Alors que les prix de nombreux produits subventionnés augmentent, le pain « baladi » (« local », en arabe) semble toujours intouchable. Pour combien de temps ? Annoncée en 2021 par Abdel Fattah al-Sissi comme une mesure devenue elle aussi incontournable, l’augmentation du prix du pain subventionné n’a finalement pas été mise en œuvre en raison des répercussions de la guerre russo-ukrainienne (et alors que des effets de celle de Gaza sont à attendre), de l’augmentation rapide du coût de la vie et de la dévaluation de la livre égyptienne qui vient renchérir les produits importés. Le pain demeure donc vendu cinq piastres l’unité, chaque bénéficiaire individuel ayant droit à cinq miches par jour. Des mécanismes plus « subtils » ont toutefois été mis en œuvre pour parvenir à réduire, malgré tout, le poids budgétaire du pain subventionné. Parmi les leviers actionnés par le gouvernement, le poids du pain a été revu à la baisse en août 2020 : chaque miche pèse désormais 90 grammes, contre 110 auparavant.

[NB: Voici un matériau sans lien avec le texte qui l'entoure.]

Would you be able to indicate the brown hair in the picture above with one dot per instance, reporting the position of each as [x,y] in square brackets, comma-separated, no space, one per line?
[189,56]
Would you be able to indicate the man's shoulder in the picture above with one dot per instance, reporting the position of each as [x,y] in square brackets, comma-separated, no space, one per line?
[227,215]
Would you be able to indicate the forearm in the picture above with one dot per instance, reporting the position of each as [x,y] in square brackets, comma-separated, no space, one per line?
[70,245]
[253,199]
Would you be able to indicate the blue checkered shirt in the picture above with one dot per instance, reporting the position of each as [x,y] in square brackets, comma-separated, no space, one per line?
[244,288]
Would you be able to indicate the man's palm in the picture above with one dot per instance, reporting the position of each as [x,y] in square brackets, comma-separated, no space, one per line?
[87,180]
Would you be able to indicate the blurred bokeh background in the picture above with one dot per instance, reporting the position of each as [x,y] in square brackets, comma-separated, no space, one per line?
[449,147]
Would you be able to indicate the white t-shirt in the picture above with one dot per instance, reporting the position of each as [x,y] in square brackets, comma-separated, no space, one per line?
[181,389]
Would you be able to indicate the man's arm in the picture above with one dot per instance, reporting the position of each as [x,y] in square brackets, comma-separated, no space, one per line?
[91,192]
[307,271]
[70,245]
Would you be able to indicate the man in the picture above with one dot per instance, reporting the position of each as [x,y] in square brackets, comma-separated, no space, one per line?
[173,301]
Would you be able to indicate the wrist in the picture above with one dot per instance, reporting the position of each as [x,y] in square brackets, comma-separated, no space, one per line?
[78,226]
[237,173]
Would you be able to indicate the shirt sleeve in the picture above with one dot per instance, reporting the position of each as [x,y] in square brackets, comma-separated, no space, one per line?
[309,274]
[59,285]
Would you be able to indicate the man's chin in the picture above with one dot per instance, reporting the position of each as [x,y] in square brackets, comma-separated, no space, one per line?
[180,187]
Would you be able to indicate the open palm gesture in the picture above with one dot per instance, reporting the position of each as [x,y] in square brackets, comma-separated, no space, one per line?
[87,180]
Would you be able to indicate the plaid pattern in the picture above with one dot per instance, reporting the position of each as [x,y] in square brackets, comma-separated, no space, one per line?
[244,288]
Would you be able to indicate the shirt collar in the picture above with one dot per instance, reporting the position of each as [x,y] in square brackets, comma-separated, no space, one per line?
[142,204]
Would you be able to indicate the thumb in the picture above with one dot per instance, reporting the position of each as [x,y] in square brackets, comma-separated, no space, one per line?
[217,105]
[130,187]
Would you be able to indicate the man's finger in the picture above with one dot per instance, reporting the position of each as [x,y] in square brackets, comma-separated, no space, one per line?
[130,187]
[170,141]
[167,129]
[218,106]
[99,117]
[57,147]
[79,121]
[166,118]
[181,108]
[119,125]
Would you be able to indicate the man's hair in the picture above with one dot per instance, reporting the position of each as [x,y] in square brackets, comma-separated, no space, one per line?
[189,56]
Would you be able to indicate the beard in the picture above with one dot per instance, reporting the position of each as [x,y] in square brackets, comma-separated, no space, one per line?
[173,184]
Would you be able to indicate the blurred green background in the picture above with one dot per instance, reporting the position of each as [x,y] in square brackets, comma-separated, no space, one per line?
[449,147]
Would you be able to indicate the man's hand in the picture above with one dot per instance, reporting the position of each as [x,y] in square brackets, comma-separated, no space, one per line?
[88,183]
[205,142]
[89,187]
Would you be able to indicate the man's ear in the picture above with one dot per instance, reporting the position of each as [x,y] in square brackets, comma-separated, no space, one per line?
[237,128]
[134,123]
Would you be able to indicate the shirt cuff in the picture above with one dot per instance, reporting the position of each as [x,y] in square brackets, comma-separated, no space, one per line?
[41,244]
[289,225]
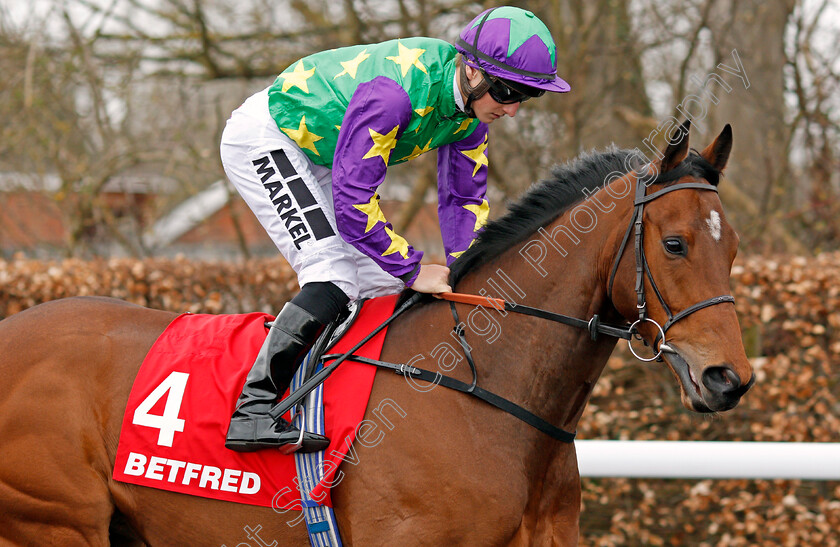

Or les bénéfices budgétaires de ce type de mesures demeurent limités, et il faut rappeler combien la capacité de l’Égypte de maintenir ce système coûteux de subventions doit aussi s’analyser à l’aune du soutien financier décisif des monarchies de la péninsule Arabique. Elles rivalisent d’influence face aux perspectives de contrats et de partenariats économiques avec ce poids lourd démographique et pivot de la région Afrique du Nord/Moyen-Orient. n
Notes
(1) Delphine Acloque, « Le front pionnier agro-désertique égyptien, par-delà rural et ruralité ? », in EchoGéo, no 54, 2020.
(2) Yigezu A. Yigezu et al., « Food Losses and Wastage along the Wheat Value Chain in Egypt and Their Implications on Food and Energy Security, Natural Resources, and the Environment », in Sustainability, vol. 13, no 18, 2021.
(3) Marie Vannetzel, « Visées allogènes et endogènes de la réforme des subventions à la consommation en Égypte », in Égypte/Monde arabe, no 20, 2019, p. 127-155.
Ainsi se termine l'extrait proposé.